Ian Pattison, Jarrow marcher, addresses the Jarrow March for Jobs 2011 which ended with a demonstration in London on 5 November , photo Sujeeth   (Click to enlarge: opens in new window)

On Tuesday 15 November, I was asked to appear on a live Newsnight debate alongside 29 other young people who were either unemployed or underemployed, Chris Grayling, the Tory unemployment minister and Labour MP David Miliband.

One young person said: “I want to be a juvenile justice social worker, but there are no jobs in the youth service, so you’re looking for generic jobs, such as Marks & Spencer, and things like that, but they still don’t want to hire you.”

Chris Grayling told her to “find an alternative route” by taking a job at her local supermarket as an outreach worker! He seemed ignorant of the fact that 30,000 youth support workers’ jobs are being cut by local councils and ignored that she had already said that she couldn’t find a job at all.

Neither of the politicians had any answers to the concerns of young people. Youth unemployment was already rising under the last Labour government. All Miliband could say was: “until the economy is growing it’s going to be very very difficult for the young people here.”

I had my hand up for 20 of the 25 minute debate, and when I was finally brought in I said: “The reality is that there are two and a half million job seekers in Britain today searching for just half a million jobs. What David and Chris have said shows that the main political parties in Britain see youth unemployment as a price worth paying.

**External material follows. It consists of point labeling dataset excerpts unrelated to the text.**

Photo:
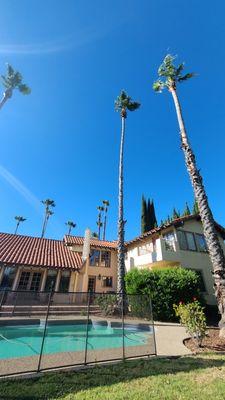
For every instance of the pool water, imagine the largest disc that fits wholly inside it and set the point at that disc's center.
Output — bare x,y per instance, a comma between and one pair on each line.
26,340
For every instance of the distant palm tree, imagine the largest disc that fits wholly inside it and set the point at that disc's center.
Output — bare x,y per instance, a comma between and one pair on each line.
11,81
106,206
48,205
122,104
71,225
95,235
99,222
19,219
170,77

“You shouldn’t just be saying it’s the economic climate, you should be creating jobs. There are 200,000 unemployed construction workers at the moment, you should get them building homes for the five million people on council housing waiting lists.”

Presenter Jeremy Paxman tried to interrupt me, asking: “where are these jobs going to come from then?” I answered him: “What are the policies that Chris’s government is putting forward? The Work Academies scheme, that he came out with when the last unemployment figures were announced, is going to provide unpaid work experience, ie working for your dole, for just 50,000 of the one million young people who are out of work, and it’s not creating any more jobs, it’s just re-advertising jobs that are already being advertised.”

At the end of the debate, Jeremy Paxman tried to talk about ‘hope for the future’. One young unemployed person asked the politicians to stop arguing with each other, work together. We are all sick of the point scoring between out of touch millionaire politicians.

Chris Grayling and David Miliband agreed to work together, but they probably meant they agreed to work together to make ordinary people pay for a crisis caused by those at the top, by condemning young people to a generation on the scrapheap.

There is hope for the future. There’s hope if we can kick out this rotten Con-Dem coalition and their broken system and build a socialist society that puts the needs and aspirations of ordinary people above the profits of the 1%.